I’ve been thinking about Dr. Ruth a great deal over the last two weeks, reflecting on her legacy of teaching people about sexual pleasure. For me personally, Westheimer’s life is also a reminder of the deep historical connections between attitudes toward sexuality and broader rights and freedoms. As I researched my new book, Fierce Desires: A New History of Sex and Sexuality in America, I noted again and again not only how important erotic pleasure (and its pursuit) have been in people’s lives, but also the consequences of attempts to deny sexual joy. The first women’s rights groups in the United States coalesced in the nineteenth century in part to protect women from sexual violence or “ruin,” but a few voices also began to speak out in support of women’s right to not only safety, but also erotic gratification.
I began to think about sexual violence as, at least in part, the perpetrator’s assertion of his or her right to pleasure at the expense of another’s. This approach also helped me see the connections between bodily autonomy and pleasure in historical debates over contraception and abortion. Efforts to limit the freedoms of LGBTQIA+ people likewise impose one vision of sexual pleasure (usually, a vision of marital, heterosexual sex) on everyone, as if desire might be learned. Evangelical Christian marital advice guides of the 1970s and 1980s, something I wrote about years ago, now strike me even more overtly as attempts to confine the heights of sexual pleasure within a heterosexual marriage while restricting all other expressions of erotic joy. Movements against pornography, LGBTQIA+ rights, and bodily autonomy all align with that worldview.

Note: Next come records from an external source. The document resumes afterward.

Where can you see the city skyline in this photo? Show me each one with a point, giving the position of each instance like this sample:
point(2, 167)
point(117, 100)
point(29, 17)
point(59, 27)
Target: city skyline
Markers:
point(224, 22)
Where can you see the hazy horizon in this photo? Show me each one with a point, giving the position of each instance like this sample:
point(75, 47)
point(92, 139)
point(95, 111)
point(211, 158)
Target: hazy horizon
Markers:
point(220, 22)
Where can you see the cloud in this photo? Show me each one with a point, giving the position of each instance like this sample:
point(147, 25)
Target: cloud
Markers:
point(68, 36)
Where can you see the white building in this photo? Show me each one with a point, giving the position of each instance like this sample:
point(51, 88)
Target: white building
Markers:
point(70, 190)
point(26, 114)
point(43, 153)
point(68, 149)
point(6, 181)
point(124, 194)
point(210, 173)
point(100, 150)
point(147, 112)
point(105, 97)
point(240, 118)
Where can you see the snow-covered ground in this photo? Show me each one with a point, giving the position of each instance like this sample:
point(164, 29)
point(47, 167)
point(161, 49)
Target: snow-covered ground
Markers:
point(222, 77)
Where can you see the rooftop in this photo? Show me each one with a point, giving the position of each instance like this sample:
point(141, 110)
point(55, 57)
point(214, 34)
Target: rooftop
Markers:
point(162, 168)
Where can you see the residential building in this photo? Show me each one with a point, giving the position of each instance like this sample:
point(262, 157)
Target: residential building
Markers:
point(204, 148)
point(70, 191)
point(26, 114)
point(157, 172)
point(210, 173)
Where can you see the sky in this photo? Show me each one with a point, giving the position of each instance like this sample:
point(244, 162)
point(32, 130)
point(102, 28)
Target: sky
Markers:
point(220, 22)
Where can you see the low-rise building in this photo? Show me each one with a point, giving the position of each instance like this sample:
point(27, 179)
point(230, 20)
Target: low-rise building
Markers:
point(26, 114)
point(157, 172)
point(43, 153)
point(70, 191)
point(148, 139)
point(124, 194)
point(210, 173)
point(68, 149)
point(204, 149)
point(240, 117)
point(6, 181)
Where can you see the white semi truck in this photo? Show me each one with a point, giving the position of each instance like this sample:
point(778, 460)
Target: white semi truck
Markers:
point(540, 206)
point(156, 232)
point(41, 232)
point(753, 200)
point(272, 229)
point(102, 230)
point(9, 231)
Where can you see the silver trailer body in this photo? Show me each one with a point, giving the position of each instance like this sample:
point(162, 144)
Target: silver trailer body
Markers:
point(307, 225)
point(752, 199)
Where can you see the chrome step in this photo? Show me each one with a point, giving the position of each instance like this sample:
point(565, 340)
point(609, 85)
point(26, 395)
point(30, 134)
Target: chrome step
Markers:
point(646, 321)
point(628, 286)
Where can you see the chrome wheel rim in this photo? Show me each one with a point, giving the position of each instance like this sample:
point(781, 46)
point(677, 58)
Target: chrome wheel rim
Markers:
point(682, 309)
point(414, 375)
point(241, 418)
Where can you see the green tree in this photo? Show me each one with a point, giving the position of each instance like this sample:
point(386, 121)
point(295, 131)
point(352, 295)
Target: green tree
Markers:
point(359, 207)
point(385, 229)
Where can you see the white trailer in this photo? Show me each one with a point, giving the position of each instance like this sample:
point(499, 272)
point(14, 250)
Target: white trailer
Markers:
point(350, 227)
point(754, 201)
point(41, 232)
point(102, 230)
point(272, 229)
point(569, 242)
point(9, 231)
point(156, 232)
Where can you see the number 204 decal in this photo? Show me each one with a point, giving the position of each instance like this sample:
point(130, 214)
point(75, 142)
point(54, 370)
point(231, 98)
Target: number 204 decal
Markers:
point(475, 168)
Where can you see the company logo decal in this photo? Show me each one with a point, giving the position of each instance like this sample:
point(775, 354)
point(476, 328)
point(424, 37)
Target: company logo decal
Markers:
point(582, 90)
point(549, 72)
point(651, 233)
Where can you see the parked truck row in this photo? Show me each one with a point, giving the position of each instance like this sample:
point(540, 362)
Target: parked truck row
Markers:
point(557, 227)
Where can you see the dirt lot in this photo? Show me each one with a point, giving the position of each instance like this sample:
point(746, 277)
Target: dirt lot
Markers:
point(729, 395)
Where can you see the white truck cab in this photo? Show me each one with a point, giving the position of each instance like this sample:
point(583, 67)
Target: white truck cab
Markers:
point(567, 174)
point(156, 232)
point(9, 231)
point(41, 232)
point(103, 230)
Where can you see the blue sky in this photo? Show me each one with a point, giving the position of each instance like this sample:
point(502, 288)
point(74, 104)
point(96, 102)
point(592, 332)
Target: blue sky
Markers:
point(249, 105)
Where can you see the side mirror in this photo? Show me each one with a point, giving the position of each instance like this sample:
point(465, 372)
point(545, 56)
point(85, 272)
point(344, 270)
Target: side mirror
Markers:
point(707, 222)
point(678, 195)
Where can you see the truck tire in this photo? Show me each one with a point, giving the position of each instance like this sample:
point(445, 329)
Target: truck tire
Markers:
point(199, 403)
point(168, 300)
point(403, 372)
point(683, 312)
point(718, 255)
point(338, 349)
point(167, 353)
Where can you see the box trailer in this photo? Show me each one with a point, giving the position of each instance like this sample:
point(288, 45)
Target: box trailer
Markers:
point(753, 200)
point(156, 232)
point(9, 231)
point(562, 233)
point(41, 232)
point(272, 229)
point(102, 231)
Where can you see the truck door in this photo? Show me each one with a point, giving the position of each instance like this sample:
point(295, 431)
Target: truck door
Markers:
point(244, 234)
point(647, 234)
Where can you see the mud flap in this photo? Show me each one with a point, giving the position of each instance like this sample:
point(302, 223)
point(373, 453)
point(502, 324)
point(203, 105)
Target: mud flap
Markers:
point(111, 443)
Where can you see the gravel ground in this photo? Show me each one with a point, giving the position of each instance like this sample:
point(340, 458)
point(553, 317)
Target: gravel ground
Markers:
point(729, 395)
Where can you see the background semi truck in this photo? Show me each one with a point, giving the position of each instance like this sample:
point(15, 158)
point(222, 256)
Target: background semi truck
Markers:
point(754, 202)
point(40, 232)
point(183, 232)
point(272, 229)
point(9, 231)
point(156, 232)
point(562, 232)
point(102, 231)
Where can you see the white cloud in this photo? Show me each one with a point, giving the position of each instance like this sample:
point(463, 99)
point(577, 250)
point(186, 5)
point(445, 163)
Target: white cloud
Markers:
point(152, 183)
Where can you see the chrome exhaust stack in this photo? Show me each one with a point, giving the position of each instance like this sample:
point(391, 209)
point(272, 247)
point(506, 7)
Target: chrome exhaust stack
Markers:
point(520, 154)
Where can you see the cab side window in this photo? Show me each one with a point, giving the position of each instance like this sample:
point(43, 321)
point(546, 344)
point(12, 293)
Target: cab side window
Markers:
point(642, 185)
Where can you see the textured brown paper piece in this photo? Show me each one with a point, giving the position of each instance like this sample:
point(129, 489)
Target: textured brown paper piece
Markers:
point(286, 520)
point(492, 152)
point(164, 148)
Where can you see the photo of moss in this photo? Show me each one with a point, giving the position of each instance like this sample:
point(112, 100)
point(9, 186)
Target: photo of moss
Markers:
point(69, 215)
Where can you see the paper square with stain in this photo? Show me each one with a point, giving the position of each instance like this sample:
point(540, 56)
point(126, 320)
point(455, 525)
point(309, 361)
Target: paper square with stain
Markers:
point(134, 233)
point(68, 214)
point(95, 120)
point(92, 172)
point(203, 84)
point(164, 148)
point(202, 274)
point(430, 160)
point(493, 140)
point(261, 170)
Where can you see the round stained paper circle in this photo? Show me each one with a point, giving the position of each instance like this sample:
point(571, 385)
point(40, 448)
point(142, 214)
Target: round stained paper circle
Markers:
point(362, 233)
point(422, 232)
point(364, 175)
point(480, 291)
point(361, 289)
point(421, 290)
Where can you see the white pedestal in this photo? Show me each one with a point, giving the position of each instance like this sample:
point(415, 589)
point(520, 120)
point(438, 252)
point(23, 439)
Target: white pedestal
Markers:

As I note in my book’s introduction, it might seem axiomatic that sex is about pleasure; aside from reproduction, that would seem to be its main purpose. Yet Dr. Ruth’s ethos of candor and joy speaks to how historically powerful—and thus controversial—such seemingly obvious aspects of human sexuality have been in America’s past (and present). Educating people about their bodies and sexual functions helps them avoid sexually transmitted infections and unwanted pregnancies (the variety of sex ed I remember learning in high school), but it can also make it easier for people to seek out the erotic gratifications they desire. The history of sex and sexuality in America is replete with episodes of repression and censure. But from Dr. Ruth—and from iconoclastic sex educators, gender rebels, sex radicals, and others—we learn an alternative narrative of joyful candor. When we recognize how often that joy has been intentionally withheld and endangered, we begin to understand both the political nature of sexual pleasure and the radical legacy of Dr. Ruth.